The latest statement from the university is in response to the current controversy over Hussman's "Statement of Core Values."
It recently came to light that, when the alumnus pledged a $25 million donation to the school that now bears his name, the university agreed to "ensure that the core value statement as published each day in the Arkansas Democrat-Gazette be displayed through a specific presentation in granite in the wall within the lobby of the UNC School of Media and Journalism within ninety (90) days of the date of the 2019 announcement," according to an email obtained by our newsgathering partners at the News&Observer.
But, given the events of the last couple of months, some faculty are expressing concern that his values do not align with those of the school.
In fact, after a virtual town hall among Hussman faculty and staff on Wednesday, the "Statement of Core Values" was scrubbed from the school's website.
Faculty who attended the meeting told ABC11 that Susan King, Hussman's Dean, is now consulting with lawyers on what to do with the statement on display in the lobby that, per the gift agreement, was to eventually be chiseled in granite.

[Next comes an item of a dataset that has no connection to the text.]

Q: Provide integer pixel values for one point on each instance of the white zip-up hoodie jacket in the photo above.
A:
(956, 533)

The school's Vice-Chancellor of Development David Routh wrote Friday:
"Along with the State of North Carolina's generous funding, donations from individuals and institutions are the lifeblood of Carolina. When a donor agrees to make a gift to a school, center, institute or foundation, they do so with our solemn promise to uphold and protect the confidentiality of their gift; what they wish to make public is closely coordinated with the University. The reports of a leak of confidential donor information relating to the agreement between the Hussman family, the University, and the (then) School of Media and Journalism are seriously troubling and will be investigated. Honoring these commitments is vital and critically important for maintaining trust with our donor community."
Hussman Jr. owns dozens of media outlets including newspaper outlets across the nation. The impact of his large donations came into question when the UNC-CH Board of Trustees made its decision not to offer tenure to Hannah-Jones as Knight Chair.
"I worry about the controversy of tying the UNC journalism school to the 1619 Project," Hussman wrote in an email last December, digital magazine journalist John Drescher previously reported. "I think this claim denigrates the courageous efforts of many white Americans to address the sin of slavery and the racial injustices that resulted after the Civil War."
After the reports surfaced, Hussman Jr. claimed "he never pressured anyone at the university."
The UNC Board of Trustees ultimately voted on June 30 to give her tenure. But Hannah-Jones rejected the tenure offer to accept a similar position at Howard University.